Steve Topple has penned an analysis slamming the UK mainstream media's coverage of Jeremy Corbyn's new leadership of the Labour Party and calling for "boots on the ground" activism to derail public reliance on mainstream media.
An unreserved left wing writer, Topple praised Corbyn's party leadership election campaign as "grassroots activism, social media mobilisation and people telling an Establishment organisation to “get stuffed”". However, there is also a warning that these very modern methods used by Corbyn to win leadership of the party might not work on the whole national electorate.
"It was 251,417 people, to be precise – out of an electorate of 45 million", Topple pointed out. Most people still rely on a couple of mainstream television stations as the source of all their news shaping their worldview.
Topple's conclusion that "editorial rooms are not “cut off” from what the public think – they decide what we think, as has always been the case" resembles the arguments advanced in the booklet Media Control by Noam Chomsky.
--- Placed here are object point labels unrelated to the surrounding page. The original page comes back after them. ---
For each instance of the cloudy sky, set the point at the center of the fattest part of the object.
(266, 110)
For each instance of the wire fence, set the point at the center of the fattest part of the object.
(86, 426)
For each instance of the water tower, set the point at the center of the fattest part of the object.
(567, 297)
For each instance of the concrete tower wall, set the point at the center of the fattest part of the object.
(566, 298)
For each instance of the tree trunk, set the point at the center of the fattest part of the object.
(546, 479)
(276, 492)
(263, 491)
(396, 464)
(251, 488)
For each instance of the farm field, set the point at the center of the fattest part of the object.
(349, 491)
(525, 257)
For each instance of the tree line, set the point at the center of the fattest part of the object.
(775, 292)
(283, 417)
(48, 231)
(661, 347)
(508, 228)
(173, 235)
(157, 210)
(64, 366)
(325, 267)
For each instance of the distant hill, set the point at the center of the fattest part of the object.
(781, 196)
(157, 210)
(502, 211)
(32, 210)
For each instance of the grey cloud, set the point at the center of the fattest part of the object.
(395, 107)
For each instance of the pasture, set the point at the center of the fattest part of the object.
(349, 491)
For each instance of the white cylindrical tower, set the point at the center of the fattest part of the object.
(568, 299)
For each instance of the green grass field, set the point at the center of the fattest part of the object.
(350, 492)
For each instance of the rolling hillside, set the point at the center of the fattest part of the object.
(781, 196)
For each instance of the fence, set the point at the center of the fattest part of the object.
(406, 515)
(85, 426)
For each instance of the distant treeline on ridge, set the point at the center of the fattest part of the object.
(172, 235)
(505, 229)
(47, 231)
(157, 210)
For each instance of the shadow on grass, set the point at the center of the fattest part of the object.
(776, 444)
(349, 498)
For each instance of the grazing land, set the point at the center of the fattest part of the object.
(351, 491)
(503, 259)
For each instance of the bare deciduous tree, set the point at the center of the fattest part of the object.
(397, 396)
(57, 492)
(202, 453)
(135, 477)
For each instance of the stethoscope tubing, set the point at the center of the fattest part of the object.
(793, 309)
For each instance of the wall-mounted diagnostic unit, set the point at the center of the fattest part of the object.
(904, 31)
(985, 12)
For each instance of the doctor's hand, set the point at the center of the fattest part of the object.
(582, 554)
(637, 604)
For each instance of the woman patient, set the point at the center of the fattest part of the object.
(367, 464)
Namely, the idea that we live in fraudulent democracies in which, rather than deciding on the values of the state and putting the questions to our leaders as citizens of a true democracy would do, we instead get all our information stuffed down our throats and told what to believe.
NEW "#Corbyn has arrived, so send in the media clowns" Me, on the MSM Circus. http://t.co/cKs7T2vFFP RT PLS. pic.twitter.com/nRxaQWBiPc
— Steve Topple (@MrTopple) September 15, 2015
Since all the questions and options posed to "democratic" leaders are pre-scriped in a studio, it is legitimate to question whether these leaders have any mandate from the public at all. According to Glen Greenwald's book No Place to Hide, the problem is worse in the US regime, but many of the facets of this problem have infected the British mainstream press corps as well.
Contacted for comment on his article, Topple explained his meaning of the "boots on the ground" action. The idea revolves mainly around direct action, including possibly DDOS cyber sit-ins, protest actions and strikes, as well as possible offensive cyber actions by groups like Anonymous.